Division of General Internal Medicine, Department of Medicine, University of California, San Francisco.
Medical Service, San Francisco Veterans Affairs Medical Center, San Francisco, California.
JAMA Surg. 2019 Apr 1;154(4):336-344. doi: 10.1001/jamasurg.2018.5119.
Randomized clinical trials have demonstrated that patients with asymptomatic carotid stenosis are eligible for carotid endarterectomy (CEA) if the 30-day surgical complication rate is less than 3% and the patient's life expectancy is at least 5 years.
To develop a risk prediction tool to improve patient selection for CEA among patients with asymptomatic carotid stenosis.
DESIGN, SETTING, AND PARTICIPANTS: In this cohort study, veterans 65 years and older who received both carotid imaging and CEA in the Veterans Administration between January 1, 2005, and December 31, 2009 (n = 2325) were followed up for 5 years. Data were analyzed from January 2005 to December 2015. A risk prediction tool (the Carotid Mortality Index [CMI]) based on 23 candidate variables identified in the literature was developed using Veterans Administration and Medicare data. A simpler model based on the number of 4 key comorbidities that were prevalent and strongly associated with 5-year mortality was also developed (any cancer in the past 5 years, chronic obstructive pulmonary disease, congestive heart failure, and chronic kidney disease [the 4C model]). Model performance was assessed using measures of discrimination (eg, area under the curve [AUC]) and calibration. Internal validation was performed by correcting for optimism using 500 bootstrapped samples.
Five-year mortality.
Among 2325 veterans, the mean (SD) age was 73.74 (5.92) years. The cohort was predominantly male (98.8%) and of white race/ethnicity (94.4%). Overall, 29.5% (n = 687) of patients died within 5 years of CEA. On the basis of a backward selection algorithm, 9 patient characteristics were selected (age, chronic kidney disease, diabetes, chronic obstructive pulmonary disease, any cancer diagnosis in the past 5 years, congestive heart failure, atrial fibrillation, remote stroke or transient ischemic attack, and body mass index) for the final logistic model, which yielded an optimism-corrected AUC of 0.687 for the CMI. The 4C model had slightly worse discrimination (AUC, 0.657) compared with the CMI model; however, the calibration curve was similar to the full model in most of the range of predicted probabilities.
According to results of this study, use of the CMI or the simpler 4C model may improve patient selection for CEA among patients with asymptomatic carotid stenosis.
随机临床试验表明,如果无症状颈动脉狭窄患者的 30 天手术并发症率低于 3%,且患者预期寿命至少为 5 年,则可接受颈动脉内膜切除术(CEA)。
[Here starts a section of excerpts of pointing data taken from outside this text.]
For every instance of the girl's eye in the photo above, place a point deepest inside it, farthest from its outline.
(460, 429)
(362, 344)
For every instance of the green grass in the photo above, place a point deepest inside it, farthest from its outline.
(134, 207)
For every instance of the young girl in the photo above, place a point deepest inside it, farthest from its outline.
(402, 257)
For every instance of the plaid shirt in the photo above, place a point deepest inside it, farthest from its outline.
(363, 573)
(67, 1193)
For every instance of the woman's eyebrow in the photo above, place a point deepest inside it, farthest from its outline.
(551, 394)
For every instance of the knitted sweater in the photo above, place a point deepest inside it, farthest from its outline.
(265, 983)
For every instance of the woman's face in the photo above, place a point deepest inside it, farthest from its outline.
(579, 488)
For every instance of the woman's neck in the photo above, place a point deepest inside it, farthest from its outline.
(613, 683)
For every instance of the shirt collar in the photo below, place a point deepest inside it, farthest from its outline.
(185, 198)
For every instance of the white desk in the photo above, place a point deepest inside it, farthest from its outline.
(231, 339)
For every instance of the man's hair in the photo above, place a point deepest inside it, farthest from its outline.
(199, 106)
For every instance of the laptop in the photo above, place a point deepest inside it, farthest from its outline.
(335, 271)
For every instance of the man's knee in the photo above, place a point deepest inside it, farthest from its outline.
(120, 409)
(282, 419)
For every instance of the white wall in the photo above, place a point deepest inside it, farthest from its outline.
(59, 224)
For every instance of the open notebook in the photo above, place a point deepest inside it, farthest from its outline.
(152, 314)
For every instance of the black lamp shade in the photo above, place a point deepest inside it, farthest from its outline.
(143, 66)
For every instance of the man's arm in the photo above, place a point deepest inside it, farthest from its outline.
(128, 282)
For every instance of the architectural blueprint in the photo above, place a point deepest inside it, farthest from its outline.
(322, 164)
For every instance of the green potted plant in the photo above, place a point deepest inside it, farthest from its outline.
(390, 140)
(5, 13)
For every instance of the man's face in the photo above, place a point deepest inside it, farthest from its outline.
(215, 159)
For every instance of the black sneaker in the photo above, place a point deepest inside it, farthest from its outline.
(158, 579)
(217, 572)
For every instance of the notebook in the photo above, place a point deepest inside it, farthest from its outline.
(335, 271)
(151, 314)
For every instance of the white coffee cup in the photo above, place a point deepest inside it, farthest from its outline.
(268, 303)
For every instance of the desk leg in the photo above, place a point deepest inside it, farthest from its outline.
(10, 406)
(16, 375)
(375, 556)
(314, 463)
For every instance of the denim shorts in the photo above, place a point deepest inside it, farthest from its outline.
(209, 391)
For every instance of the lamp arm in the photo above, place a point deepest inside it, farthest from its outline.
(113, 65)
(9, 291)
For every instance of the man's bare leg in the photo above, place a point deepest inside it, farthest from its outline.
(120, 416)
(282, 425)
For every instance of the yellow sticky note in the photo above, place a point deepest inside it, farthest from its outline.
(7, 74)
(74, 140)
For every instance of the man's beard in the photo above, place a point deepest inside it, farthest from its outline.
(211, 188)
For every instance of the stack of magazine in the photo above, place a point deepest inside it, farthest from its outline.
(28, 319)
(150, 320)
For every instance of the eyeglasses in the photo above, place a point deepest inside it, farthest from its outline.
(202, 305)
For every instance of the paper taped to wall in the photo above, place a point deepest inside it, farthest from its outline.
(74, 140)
开发一种风险预测工具,以改善无症状颈动脉狭窄患者接受 CEA 的选择。
设计、地点和参与者:在这项队列研究中,2005 年 1 月 1 日至 2009 年 12 月 31 日期间,在退伍军人事务部接受颈动脉成像和 CEA 的 65 岁及以上退伍军人(n=2325)进行了为期 5 年的随访。数据分析于 2005 年 1 月至 2015 年 12 月进行。基于文献中确定的 23 个候选变量,使用退伍军人事务部和医疗保险数据开发了一种风险预测工具(颈动脉死亡率指数[CMI])。还开发了一种基于 4 个主要共病的简单模型,这些共病是普遍存在的,并且与 5 年死亡率密切相关(过去 5 年内的任何癌症、慢性阻塞性肺疾病、充血性心力衰竭和慢性肾脏病[4C 模型])。使用区分度指标(例如曲线下面积[AUC])和校准来评估模型性能。通过使用 500 个引导样本进行校正,对内部验证进行了校正。
5 年死亡率。
在 2325 名退伍军人中,平均(SD)年龄为 73.74(5.92)岁。该队列主要为男性(98.8%),白人种族/民族(94.4%)。总体而言,687 例(29.5%)患者在 CEA 后 5 年内死亡。基于向后选择算法,选择了 9 项患者特征(年龄、慢性肾脏病、糖尿病、慢性阻塞性肺疾病、过去 5 年内任何癌症诊断、充血性心力衰竭、心房颤动、远处中风或短暂性脑缺血发作、体重指数)用于最终的逻辑模型,该模型的校正后 AUC 为 0.687。4C 模型的判别能力略差(AUC,0.657),但与全模型相比,校准曲线在预测概率的大部分范围内相似。
根据这项研究的结果,使用 CMI 或更简单的 4C 模型可能会改善无症状颈动脉狭窄患者接受 CEA 的选择。